If the monopoly powers broke and the monopolist is constrained to behave like a perfectly competitive firm, how would the answers in part i above change? What is the value of dead weight loss in the two markets due to monopoly existence?
a monopoly face demand schedule p=230-q and the demand function and the cost schedule TC=10+0.25q2 then determine the elasticity of demand of maximum revenues ?
To determine the level of output and price in each market, we need to find the profit-maximizing level of output in each market for the monopolist.
i.
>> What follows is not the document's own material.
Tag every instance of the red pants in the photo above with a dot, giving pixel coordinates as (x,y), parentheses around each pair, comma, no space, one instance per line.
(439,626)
The profit-maximizing condition for a monopolist is Marginal Revenue (MR) = Marginal Cost (MC).
In the first market, the demand curve is given by Q1 = 55 - P1. To find the Marginal Revenue, we differentiate this equation with respect to Q1.
dQ1/dP1 = -1
To find Marginal Revenue, we multiply the derivative by (-1) and equate it to MC.
MR1 = MC = $5
Now, set MR1 equal to its demand function to solve for P1:
55 - P1 = 5
P1 = 50
Substituting this value of P1 back into the demand equation Q1 = 55 - P1:
Q1 = 55 - 50
Q1 = 5
Therefore, the monopolist should produce 5 units of output and set the price at $50 in the first market.
Similarly, for the second market, the demand curve is given by Q2 = 70 - 2P2. Following the same steps as above:
dQ2/dP2 = -2
MR2 = MC = $5
Set MR2 equal to its demand function to solve for P2:
70 - 2P2 = 5
2P2 = 70 - 5
2P2 = 65
P2 = 32.5
Substituting this value of P2 back into the demand equation Q2 = 70 - 2P2:
Q2 = 70 - 2(32.5)
Q2 = 70 - 65
Q2 = 5
Therefore, the monopolist should produce 5 units of output and set the price at $32.5 in the second market.
ii. If the monopoly power is broken, and the monopolist behaves like a perfectly competitive firm, the level of output and price in each market will change. In a perfectly competitive market, individual firms are price takers and cannot influence the market price.
In a perfectly competitive firm, the firm's output level is determined by the intersection of the market supply curve and the market demand curve. However, since the separation between the two markets is maintained, they would still act as separate markets.
The market price in each market will be determined by the intersection of the market supply and demand curves. Without further information about the supply curves in the markets, we cannot determine the new prices and output levels.
The deadweight loss is the measure of efficiency loss due to the existence of a monopoly. It represents the decrease in total surplus that occurs when compared to a perfectly competitive market. To calculate the deadweight loss, we would need the total surplus values resulting from the perfect competition scenario and then compare it to the monopoly scenario by calculating the difference. Unfortunately, without specific numerical values, we are unable to determine the exact value of the deadweight loss in each market.